The STEAMSHIP WILLIAM G. MATHER MUSEUM, once the flagship of the Cleveland-Cliffs fleet, later served as a floating museum operated by the GREAT LAKES HISTORICAL SOCIETY at Cleveland's NORTH COAST HARBOR. The Mather was built in 1925 in River Rouge, MI, by the Great Lakes Engineering Works for the Cleveland-Cliffs Steamship Co. (see CLEVELAND-CLIFFS IRON CO.). It was named for one of Cleveland's leading industrialists and philanthropists. The ship, with a length of 618' and a capacity of 14,000 long tons, was at one time one of the largest ships on the Great Lakes. It carried ore, coal, stone, and grain around the Great Lakes.
After active service and before being brought to Cleveland, the ship was laid up in Toledo's harbor. In 1987 Cleveland-Cliffs donated it, the last of their Great Lakes vessels, to the Great Lakes Historical Society. Under the Society's direction approx. $800,000 of work took place over the next 4 years to restore the ship as well as to convert the vessel into a floating ship museum and educational facility. In May 1991 the ship became North Coast Harbor's first permanent new attraction when it was docked at the E. 9th St. pier. At that time it was one of only 4 ore freighter museums on the Great Lakes.
In Sept. 1994 the Great Lakes Historical Society divested itself of the museum. Amid a groundswell of local support to keep the Mather in Cleveland, the Harbor Heritage Society was created to negotiate a new lease agreement with the city. Incorporated in June 1995, Harbor Heritage formally acquired the Mather on 22 July 1995, and in 1996 continued to oversee the Mather's ongoing restoration, promotion, and development as a historic vessel.
From 1995-2006, the Harbor Heritage Society owned and operated the Mather Museum.

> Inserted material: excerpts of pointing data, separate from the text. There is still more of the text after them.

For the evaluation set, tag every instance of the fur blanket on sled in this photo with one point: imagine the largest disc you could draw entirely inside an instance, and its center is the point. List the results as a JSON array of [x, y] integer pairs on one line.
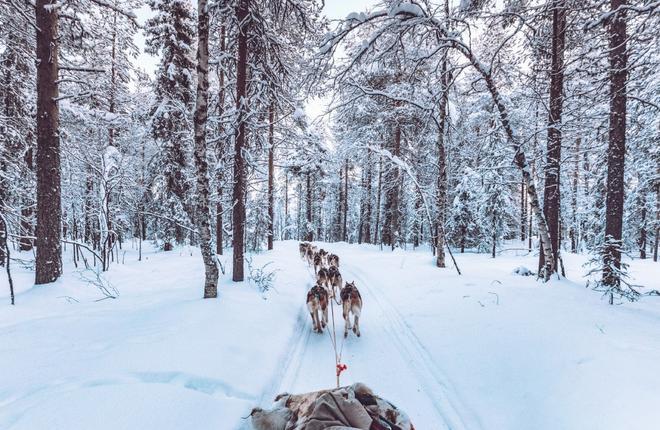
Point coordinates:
[[355, 407]]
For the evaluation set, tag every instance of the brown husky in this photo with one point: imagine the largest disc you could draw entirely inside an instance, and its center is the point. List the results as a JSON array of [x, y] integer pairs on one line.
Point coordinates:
[[335, 281], [351, 302], [310, 256], [318, 262], [323, 278], [333, 260], [303, 249], [317, 301], [324, 256]]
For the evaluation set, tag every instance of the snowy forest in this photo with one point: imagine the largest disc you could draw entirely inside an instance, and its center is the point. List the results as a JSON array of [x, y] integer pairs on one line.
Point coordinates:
[[485, 172]]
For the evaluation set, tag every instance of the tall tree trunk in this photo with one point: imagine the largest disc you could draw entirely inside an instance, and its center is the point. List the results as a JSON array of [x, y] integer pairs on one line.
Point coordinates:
[[203, 213], [220, 150], [617, 145], [49, 208], [337, 234], [344, 228], [657, 222], [523, 211], [441, 191], [27, 228], [286, 205], [271, 173], [240, 186], [391, 223], [574, 207], [551, 197], [309, 228], [641, 241], [379, 194], [366, 220]]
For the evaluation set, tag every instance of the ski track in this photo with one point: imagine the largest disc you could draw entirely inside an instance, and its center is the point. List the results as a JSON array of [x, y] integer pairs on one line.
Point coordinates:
[[389, 357], [434, 384]]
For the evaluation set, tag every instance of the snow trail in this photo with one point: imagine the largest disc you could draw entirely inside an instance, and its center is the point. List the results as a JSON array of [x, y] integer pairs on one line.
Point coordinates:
[[388, 357]]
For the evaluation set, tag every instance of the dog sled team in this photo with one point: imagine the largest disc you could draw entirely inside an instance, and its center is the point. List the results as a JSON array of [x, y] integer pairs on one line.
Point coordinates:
[[328, 287]]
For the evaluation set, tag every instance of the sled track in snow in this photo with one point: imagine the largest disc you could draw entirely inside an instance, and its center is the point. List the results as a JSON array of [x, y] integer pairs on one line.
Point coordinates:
[[431, 379], [289, 362]]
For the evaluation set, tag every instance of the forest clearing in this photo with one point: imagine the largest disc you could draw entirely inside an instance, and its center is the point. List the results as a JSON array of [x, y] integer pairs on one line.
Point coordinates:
[[309, 214], [486, 349]]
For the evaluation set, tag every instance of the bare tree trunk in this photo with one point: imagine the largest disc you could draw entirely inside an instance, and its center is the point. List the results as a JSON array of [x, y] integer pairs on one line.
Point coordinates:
[[523, 211], [366, 222], [220, 150], [203, 213], [641, 241], [616, 146], [379, 194], [238, 239], [344, 230], [309, 231], [441, 192], [551, 197], [49, 209], [286, 205], [573, 233], [271, 173], [391, 223], [27, 228], [657, 222]]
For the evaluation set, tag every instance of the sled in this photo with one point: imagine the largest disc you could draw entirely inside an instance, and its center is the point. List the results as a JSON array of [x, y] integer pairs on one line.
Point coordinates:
[[354, 407]]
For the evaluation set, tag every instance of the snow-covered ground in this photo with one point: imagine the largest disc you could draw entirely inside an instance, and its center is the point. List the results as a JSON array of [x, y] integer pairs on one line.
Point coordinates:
[[485, 350]]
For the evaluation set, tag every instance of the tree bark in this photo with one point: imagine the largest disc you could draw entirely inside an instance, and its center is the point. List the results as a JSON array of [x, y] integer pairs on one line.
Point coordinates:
[[27, 228], [240, 186], [657, 222], [220, 150], [551, 196], [202, 213], [344, 228], [523, 211], [271, 173], [641, 241], [309, 230], [379, 194], [441, 191], [574, 198], [616, 146], [391, 223], [48, 262], [366, 220]]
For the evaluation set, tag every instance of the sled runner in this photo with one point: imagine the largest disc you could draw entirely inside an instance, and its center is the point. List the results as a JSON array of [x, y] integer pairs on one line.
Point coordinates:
[[355, 407]]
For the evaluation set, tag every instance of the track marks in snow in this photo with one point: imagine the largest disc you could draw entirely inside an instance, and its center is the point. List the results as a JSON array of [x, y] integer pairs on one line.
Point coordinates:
[[419, 362]]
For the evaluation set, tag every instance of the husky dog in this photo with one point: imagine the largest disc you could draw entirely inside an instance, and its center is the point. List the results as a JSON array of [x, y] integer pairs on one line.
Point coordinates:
[[333, 260], [303, 248], [323, 278], [335, 281], [324, 256], [351, 302], [317, 301], [309, 254], [318, 262]]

In 2005, the Mather was moved from its East Ninth Street Pier berth to a permanent berth on Dock 32, 800 feet due west and just north of the GREAT LAKES SCIENCE CENTER, officially becoming part of the center in 2006. In 2007, a permanent all-weather connector from the Science Center to the Mather was constructed to encourage visitors to visit both venues.